Tim Shoppa wrote:
Others have approached the issue of geographically-based servers where requests are routed to a nearby (not necessarily as the bird flies, but more as the network packet flies) server whenever possible and load balancing is done. Akamai, google, etc. do this quite effectively, but not using only DNS. They do it through colating (colocating?) servers at every network hub and doing funny tricks in the routers, mostly. But DNS is involved too.
Yeah. The problem with bind and other "normal" DNS software is that they really are not designed for what we would like to have: a huge ever-changing pool of ip addresses being load-balanced with a certain weighting criteria. And possibly geographically as well. The biggest problem with the pool at the moment is the load balancing. Being geographically aware and returning servers that are close to the client is not as crucial, but would be a nice feature.
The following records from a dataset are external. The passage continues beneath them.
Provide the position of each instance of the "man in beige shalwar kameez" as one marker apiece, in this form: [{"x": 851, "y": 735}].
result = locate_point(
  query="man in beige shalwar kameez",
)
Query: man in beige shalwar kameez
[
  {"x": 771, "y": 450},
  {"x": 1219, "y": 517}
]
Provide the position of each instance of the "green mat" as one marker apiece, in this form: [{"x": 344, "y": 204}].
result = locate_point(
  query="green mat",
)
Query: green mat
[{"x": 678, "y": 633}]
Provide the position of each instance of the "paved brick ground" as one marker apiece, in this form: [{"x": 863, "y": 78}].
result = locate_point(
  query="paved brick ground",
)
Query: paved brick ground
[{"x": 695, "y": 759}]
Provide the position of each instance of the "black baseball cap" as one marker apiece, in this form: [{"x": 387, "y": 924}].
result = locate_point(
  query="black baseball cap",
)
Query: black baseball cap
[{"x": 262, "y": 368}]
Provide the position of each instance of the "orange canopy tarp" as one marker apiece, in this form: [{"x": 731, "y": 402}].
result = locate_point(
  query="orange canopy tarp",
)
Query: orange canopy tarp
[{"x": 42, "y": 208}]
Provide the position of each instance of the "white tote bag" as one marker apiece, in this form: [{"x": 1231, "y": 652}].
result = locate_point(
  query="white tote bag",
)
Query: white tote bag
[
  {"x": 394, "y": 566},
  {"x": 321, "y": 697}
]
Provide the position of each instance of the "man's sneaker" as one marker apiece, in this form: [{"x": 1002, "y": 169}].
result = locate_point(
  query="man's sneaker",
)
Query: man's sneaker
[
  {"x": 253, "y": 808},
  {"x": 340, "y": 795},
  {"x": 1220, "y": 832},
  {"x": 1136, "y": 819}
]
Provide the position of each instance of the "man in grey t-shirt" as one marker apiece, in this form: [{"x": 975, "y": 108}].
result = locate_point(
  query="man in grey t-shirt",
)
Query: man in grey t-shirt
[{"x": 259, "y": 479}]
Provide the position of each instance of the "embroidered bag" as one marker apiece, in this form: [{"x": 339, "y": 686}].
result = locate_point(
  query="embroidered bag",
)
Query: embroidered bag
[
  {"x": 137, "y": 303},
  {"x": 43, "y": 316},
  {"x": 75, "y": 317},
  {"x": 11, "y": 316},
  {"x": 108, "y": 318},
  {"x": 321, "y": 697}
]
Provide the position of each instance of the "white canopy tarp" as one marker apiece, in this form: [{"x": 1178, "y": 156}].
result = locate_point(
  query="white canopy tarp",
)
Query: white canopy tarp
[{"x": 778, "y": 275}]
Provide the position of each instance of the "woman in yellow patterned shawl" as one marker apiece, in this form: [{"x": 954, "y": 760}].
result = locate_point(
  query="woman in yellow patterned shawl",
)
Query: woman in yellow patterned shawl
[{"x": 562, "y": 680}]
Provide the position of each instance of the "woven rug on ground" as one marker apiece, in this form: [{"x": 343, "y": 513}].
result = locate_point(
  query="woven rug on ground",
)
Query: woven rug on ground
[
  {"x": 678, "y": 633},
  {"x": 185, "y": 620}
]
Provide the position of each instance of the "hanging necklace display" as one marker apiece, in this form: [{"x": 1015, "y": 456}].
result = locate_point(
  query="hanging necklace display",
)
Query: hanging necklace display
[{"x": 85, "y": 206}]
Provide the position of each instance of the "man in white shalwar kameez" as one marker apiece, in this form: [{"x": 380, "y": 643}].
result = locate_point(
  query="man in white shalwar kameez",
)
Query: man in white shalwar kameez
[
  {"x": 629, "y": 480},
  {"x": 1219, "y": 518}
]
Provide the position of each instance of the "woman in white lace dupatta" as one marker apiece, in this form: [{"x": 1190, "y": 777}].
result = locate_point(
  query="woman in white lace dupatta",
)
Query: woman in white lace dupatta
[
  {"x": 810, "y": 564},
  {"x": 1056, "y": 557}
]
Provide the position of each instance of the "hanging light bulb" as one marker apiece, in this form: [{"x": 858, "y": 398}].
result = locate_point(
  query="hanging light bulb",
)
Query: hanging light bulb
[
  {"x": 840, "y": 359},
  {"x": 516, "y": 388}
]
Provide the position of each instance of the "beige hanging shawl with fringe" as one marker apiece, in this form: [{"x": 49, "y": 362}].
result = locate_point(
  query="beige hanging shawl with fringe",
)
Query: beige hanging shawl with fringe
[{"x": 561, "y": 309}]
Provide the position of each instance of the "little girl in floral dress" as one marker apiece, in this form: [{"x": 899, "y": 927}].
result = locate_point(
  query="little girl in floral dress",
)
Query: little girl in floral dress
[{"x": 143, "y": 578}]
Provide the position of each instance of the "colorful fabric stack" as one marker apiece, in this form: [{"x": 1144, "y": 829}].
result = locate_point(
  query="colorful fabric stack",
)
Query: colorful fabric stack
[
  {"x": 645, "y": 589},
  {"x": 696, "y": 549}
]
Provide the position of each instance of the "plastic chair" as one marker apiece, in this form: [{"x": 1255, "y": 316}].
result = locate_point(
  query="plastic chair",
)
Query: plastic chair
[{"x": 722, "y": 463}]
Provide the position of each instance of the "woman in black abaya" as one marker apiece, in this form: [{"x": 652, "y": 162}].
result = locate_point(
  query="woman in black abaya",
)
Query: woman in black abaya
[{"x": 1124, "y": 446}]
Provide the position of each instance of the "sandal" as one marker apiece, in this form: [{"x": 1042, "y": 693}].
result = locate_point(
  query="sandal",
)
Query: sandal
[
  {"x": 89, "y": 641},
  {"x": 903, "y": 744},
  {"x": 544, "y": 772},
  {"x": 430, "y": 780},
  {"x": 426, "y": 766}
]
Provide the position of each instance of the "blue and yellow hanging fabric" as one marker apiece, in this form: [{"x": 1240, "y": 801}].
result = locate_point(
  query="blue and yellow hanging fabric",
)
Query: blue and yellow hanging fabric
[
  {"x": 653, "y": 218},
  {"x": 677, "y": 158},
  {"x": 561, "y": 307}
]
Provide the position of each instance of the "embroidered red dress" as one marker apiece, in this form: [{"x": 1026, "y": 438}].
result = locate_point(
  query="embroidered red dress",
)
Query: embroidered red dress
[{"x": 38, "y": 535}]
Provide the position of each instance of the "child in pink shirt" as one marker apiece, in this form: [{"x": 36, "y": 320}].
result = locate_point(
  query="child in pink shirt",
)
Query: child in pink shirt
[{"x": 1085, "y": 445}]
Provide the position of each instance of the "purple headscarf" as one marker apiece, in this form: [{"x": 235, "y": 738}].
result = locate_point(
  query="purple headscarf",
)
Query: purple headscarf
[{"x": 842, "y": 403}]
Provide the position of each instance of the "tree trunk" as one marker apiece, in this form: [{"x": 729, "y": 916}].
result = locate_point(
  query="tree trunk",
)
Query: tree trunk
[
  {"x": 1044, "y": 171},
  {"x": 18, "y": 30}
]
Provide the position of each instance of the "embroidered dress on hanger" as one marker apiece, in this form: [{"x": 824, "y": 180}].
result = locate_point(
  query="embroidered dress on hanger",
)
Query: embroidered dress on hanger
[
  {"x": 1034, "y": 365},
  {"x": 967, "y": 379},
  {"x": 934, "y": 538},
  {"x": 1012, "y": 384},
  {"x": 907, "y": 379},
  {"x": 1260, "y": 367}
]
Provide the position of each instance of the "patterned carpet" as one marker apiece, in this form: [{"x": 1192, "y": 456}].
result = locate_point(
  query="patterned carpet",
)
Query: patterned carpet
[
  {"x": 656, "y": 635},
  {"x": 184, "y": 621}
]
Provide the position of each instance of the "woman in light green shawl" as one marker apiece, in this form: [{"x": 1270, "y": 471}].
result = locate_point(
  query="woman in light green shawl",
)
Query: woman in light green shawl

With BIND and other regular DNS software you have to resort to all kinds of tricks and still the balancing act is not very good. Of course there is DNS client/server software around that disregards the TTL in replies and caches one response for a long time, thus skewing load balancing made by a pool DNS server, but I still think there would be value in running a special DNS server software for the pool.
As a non-commercial and very distributed project, I guess we can forget even thinking about the routing tricks commercial providers use for load balancing / geographically aware services and just stick with the DNS. I can provide a (secondary) server for the pool for use with a custom DNS server software if/when the time comes.